The corpus callosum is a bundle of axons of neurons projecting from one side of the brain to the other and consists almost entirely of white matter. Oligodendrocytes enwrap neuronal axons with myelin, providing electrical insulation of axons and facilitation of nerve impulse stimulation. Electrical stimulation, mediated by oligodendrocyte direct axon-precursor cell contacts and diffusible substances, including neurotransmitters, promotes the proliferation and differentiation of oligodendrocyte precursor cells (OPCs), resulting in the synthesis of myelin in the corpus callosum (11). The examination of mouse brain slices has demonstrated that the pattern of neuronal activity determines the functional changes triggered at the synapses between axons and OPCs; temporary increases of quantal glutamate release have been observed after the cessation of stimulation (11).
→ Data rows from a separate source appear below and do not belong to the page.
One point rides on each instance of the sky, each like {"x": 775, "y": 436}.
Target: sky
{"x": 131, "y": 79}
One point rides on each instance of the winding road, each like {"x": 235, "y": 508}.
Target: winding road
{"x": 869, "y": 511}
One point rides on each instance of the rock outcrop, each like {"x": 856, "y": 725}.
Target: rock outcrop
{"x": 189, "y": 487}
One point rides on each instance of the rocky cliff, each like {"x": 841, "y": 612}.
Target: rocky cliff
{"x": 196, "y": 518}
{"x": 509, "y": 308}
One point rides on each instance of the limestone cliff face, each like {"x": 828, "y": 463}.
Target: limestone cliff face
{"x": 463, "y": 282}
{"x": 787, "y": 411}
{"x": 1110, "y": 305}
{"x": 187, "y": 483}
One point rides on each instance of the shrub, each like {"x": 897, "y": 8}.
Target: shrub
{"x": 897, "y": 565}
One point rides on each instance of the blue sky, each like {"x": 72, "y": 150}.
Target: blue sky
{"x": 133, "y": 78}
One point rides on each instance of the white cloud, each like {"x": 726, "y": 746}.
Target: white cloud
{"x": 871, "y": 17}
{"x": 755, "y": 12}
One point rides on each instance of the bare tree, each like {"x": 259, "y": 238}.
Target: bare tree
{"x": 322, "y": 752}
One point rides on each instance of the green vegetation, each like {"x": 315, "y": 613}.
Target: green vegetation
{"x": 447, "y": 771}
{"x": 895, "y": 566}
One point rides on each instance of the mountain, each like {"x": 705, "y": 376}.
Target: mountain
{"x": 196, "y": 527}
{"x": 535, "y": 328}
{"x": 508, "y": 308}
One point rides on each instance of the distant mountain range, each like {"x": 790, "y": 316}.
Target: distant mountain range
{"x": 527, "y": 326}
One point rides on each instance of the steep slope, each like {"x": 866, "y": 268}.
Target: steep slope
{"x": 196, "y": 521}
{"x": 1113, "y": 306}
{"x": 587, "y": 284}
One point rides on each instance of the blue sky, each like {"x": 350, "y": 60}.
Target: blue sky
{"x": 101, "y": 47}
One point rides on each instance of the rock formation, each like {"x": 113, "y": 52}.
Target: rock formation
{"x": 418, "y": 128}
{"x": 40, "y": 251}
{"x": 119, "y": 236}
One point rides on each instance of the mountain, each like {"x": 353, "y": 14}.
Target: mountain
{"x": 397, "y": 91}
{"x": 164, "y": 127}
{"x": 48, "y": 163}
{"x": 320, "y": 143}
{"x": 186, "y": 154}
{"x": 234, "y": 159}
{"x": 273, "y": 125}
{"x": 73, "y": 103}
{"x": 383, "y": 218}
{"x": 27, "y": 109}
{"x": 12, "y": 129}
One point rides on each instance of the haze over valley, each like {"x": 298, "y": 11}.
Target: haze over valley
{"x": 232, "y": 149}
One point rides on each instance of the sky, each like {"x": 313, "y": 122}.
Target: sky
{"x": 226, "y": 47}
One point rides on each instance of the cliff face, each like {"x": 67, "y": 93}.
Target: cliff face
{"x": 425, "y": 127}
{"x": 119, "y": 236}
Because the SCC has connections to the temporal, parietal, and occipital lobes (12,13), acute infarctions in these lobes may cause the isolation of neuronal activity from the affected lobes to the SCC. This might result in a disturbance of synaptic connections with a temporary increase of glutamate release in the synapses between axons and OPCs in the SCC, and subsequent glutamatergic toxicity in glial cells (14) and the secondary intensity change on DWI seen in the present cases. Similar transient signal changes on DWI have been reported in the substantia nigra of patients with striatal infarction (15). The mechanism of the signal change was considered to be a transsynaptic in nature: the loss of an inhibitory γ-aminobutyric acidergic output from the striatum to the substantia nigra results in excessive excitation, causing neuronal damage in the substantia nigra (15). Awareness of transient SCC lesions is important because they must be differentiated from other diseases, including infectious and non-infectious conditions. It might be misdiagnosed as encephalitis/encephalopathy or a recurrence of ischemic stroke and, as a result, mislead clinicians who may then perform unnecessary examinations or treatment.
Conclusion
Two cases involving patients with transient SCC lesions secondary to acute ischemic stroke were presented. Clinicians should note that transient SCC lesions can occur following acute ischemic stroke.
The authors state that they have no Conflict of Interest (COI).